6. Package student debt into home mortgage
The state of Maryland is rolling out a program catering to people with student debt who are looking to participate in the real estate market. For many carrying student debt, purchasing a home is not possible since their debt to income ratio is not favorable to a bank for a home loan.
In this case, the “Maryland SmartBuy” is a $10 million program designed to help people purchase their home while providing up to 15% of the purchase price toward their student debt. Due to the growing number of people with student debt, which has slowly taken a negative toll on the real estate market (see: The Ripple Effect), Maryland decided to intervene with a creative solution.
If successful, the Federal Government could adopt this program on a national scale driving first time home buyers to new highs. It will also relieve many retiring baby boomers who are seeing a record number of millennials not moving out (or moving back in) putting a damper on their retirement and golf handicap.
7. Require credit agencies to remove student debt
Frankly my favorite, the idea or removal of student debt from credit agencies will empower the borrower. Currently, the penalty of not paying a student loan does affect a person’s credit report, negatively impacting their ability to make purchases or take out loans. This concept will still require the loan to be paid, but the game changes. It does provide the debtor more leverage to negotiate from a better position.
If the removal of student debt from credit reports is prohibited by lobbyists and the banking community, an alternative could be to change the credit score algorithms. This would be similar to a medical bill, where the debt is mitigated from the credit score.

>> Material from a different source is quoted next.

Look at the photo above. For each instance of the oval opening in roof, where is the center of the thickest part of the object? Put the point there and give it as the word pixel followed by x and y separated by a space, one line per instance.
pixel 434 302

8. Balance transfer Social Security toward student debt
The Millennial generation, which now holds the title as the largest working generation, will more then likely not be entitled to Social Security benefits unless serious entitlement reform is passed (not likely).
That said, allowing those with student debt to use their withheld Social Security benefits to pay off the debt would ensure they receive their benefits today. They would forego getting Social Security benefits until a delayed age of over 70 or higher, getting a benefit on the front end. The 115th Congress could get their wish by finally balancing this entitlement program while at the same time helping a future generation of voters. Clearly math is crucial, but I’m sure our representatives could faithfully make the numbers work.
9. Alumni get a 50% tuition discount
The schools which created the majority of the student debt would be required to offer tuition discounts to a member(s) of the debtor’s immediate family. This pay-it-forward solution ensures kids of the millennial generation will get an affordable education, without going into debt like their parents.
The onus is then placed on universities to become creative in their incentives, relieving the government of the responsibility. In a competitive market, a university could then generate an ability to draw more students depending on how aggressive their plan is.
10. College fund has matched contributions
All student debt payments made can have a matched contribution by both the federal government and a school of choice into a future fund for the children of the debtor. This again pays it forward for the children of the millennial generation.
All ten of these creative solutions are a basis for creative legislation. They are not the only ideas, but are a starting point for serious discussions. Without federal laws addressing the $1.3 Trillion problem, nothing will get done. Therefore, members of Congress on both sides of the isle need to address the debt problem before another financial bubble bursts.